Brian Leiter's recent poll about views on academic presses that publish in law is finished. While I'm usually (in fact up to this poll, always) suspicious of internet polls, this one is useful for a couple of reasons. First, hey, it's on academic presses, so there aren't going to be a lot of people voting for political reasons. Second, I think the audience who voted are likely to be pretty knowledgeable on this narrow topic.
I
agree with Brian Leiter that the list is about as one would expect. I was just a little surprised by some of the results.
You may recall that Leiter's previously identified six key university presses in law: in alphabetical order--Cambridge U Press, Harvard U Press, Oxford U Press, Princeton University Press, University of Chicago Press, and Yale U Press. He added that he might also include University of California Press in that distinguished list. So I was a little surprised to see California as far down the list as it was (number 9). Also, as Leiter points out, there are some anomalies. The University of North Carolina Press is one of the very finest destinations for works on United States history. Their
legal history series (list of titles
here) has published some of the finest works ever written in American legal history; it's absurdly difficult to get into that series. UNC Press doesn't have much, if any, presence in other areas of law, however. So the overall ranking does not reflect the quality and desirability of the press in legal history--or of UNC for American history more generally (this is obvious, but worth stating).
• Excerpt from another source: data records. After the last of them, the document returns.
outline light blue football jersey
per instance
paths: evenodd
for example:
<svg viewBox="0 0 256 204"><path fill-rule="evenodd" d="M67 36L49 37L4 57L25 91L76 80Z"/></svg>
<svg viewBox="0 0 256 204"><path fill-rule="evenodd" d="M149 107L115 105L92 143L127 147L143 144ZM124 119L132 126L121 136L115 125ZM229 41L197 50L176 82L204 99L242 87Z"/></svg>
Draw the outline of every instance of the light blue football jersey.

I think we're seeing some important trends in this business. Law titles seem to sell well, so I think that presses are trying to increase their law presence. That may mean (oddly,
given how it's increasingly difficult to get a contract in other fields), that it's getting easier to get contracts with presses these days. I'm not sure how long that trend will last. I listed this as one trend we're seeing in the legal academy
here.
One final note on this: the poll did not include trade presses (obviously, since the poll was about the best academic presses in law). Yet, trade presses have produced some of the greatest legal scholarship. To take three examples that spring to mind immediately: Random House published Ian Ayers'
Super Crunchers and Randall Kennedy's
Interracial Intimacies; W.W. Norton published Victoria Nourse's beautifully written book on
Skinner v. Oklahoma. (Got to talk about Nourse at some point down the road--this is fabulous history.) I think a lot of legal academics, if given the choice, would rather go with Random House, Norton, Knopf, or Penguin than any university press. However, I may be wrong. I'd be interested in hearing Leiter's thoughts and those of his readership. Leiter's list also left off a couple of what I would think were the usual suspects in the academic press realm: Duke University Press, Johns Hopkins University Press, University of Pennsylvania Press, and (as Leiter had noted already) MIT Press.
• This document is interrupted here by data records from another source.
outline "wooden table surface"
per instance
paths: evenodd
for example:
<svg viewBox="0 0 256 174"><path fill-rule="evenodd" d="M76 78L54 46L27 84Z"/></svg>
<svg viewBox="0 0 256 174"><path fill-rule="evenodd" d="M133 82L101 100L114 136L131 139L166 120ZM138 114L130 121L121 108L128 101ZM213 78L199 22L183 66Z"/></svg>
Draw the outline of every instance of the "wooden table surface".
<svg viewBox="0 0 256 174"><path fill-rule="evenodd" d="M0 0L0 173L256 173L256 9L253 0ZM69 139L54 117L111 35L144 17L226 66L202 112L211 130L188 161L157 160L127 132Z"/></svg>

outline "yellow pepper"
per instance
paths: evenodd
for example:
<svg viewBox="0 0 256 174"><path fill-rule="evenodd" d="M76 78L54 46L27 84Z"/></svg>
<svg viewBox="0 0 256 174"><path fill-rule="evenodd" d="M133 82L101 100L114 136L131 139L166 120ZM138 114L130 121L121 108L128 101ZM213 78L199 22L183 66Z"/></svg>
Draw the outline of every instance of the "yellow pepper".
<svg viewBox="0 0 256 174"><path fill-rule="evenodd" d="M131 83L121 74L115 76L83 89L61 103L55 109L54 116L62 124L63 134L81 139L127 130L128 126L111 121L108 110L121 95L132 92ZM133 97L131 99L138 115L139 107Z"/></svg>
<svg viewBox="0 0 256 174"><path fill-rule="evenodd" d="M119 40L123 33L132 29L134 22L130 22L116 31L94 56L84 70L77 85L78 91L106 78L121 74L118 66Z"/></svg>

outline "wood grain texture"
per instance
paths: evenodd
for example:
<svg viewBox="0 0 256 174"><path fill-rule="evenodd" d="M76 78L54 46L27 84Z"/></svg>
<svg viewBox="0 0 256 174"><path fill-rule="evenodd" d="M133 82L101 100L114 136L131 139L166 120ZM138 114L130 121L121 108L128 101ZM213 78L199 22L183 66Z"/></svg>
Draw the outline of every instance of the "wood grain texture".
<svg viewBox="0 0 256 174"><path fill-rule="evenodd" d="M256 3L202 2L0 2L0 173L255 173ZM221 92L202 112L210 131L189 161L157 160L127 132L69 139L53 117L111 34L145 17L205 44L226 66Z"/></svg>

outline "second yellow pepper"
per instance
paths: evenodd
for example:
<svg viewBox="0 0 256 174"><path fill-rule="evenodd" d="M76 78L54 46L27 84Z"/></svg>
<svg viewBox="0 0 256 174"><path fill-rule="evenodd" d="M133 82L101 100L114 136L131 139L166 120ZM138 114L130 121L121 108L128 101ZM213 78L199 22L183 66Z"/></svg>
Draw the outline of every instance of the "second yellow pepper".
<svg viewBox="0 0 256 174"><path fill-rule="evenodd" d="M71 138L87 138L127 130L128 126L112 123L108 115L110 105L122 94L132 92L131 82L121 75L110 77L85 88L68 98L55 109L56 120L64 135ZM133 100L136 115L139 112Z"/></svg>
At some point we should think about correcting for the number of titles published by each press as well. HUP, OUP, and CUP have long law lists--streching back in OUP's case to Blackstone's Commentaries (no, I don't mean the modern edition published by the University of Chicago Press--with fabulous introductions, by the way). YUP's law list is much shorter, but is very distinguished.
I have some other thoughts on shopping a manuscript to a university press
here.
Duke University Press should have been included, they wouldn't have been in the top six, but might well have been in the top ten--so that was an oversight. Hopkins and Penn have no real scholarly presence in law, do they?
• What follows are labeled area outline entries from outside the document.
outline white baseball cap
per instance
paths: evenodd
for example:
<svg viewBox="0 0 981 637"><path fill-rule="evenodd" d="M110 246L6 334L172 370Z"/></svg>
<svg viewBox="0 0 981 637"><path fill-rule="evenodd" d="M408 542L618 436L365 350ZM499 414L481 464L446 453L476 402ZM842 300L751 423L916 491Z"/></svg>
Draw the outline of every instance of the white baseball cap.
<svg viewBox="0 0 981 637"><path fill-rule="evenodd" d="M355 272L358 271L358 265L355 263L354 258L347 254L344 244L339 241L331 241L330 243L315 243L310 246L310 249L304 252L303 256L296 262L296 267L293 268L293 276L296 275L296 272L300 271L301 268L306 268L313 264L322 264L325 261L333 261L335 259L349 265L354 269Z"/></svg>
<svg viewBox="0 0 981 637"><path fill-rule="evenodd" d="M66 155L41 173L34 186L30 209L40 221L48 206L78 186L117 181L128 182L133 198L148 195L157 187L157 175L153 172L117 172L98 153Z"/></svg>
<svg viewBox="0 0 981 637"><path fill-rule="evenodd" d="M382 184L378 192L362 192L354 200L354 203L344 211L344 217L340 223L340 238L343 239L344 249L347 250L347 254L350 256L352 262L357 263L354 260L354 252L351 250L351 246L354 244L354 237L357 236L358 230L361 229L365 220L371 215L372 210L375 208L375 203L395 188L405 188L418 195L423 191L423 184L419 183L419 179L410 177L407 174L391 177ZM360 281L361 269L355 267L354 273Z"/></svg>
It is relatively rare that scholars confront the issue of whether to go with a trade book or an academic press. Trade presses do publish some scholarly work, but not a lot, and only when it has a certain marketable angle--all of which makes those presses a wholly different category. And I can't imagine anyone thinks that, e.g., Norton has a better law catalogue than Oxford or Harvard, even if Norton sometimes publishes some scholarly work in law.
U of California Press has cut back its publishing across the boards is my impression, which is why it probably didn't fare better in this survey. But frankly, outside the top 6, I wouldn't invest a lot of confidence in the results.
Posted by: Brian Leiter | April 06, 2009 at 10:40 AM
Agreed all around (except that Hopkins publishes some good work in legal history; Penn has a series in human rights).
Thanks for commenting.
Posted by: Alfred | April 06, 2009 at 10:55 AM
Hopkins also has the constitutional theory series, which is becoming more active again. Kansas publishes substantially more. Partly this is a disciplinary issue, but I'd publish in Kansas before any of the presses below the top 6 (North Carolina excepted, if pure legal history) -- and given my own experience with them, before at least some of the top 6 as well, though I wouldn't contest the relative merits of the top of the catalog.
Posted by: keith | April 06, 2009 at 11:52 AM
Keith--yes, of course. How could I have forgotten to mention Kansas?! I read a lot in their legal history series, especially.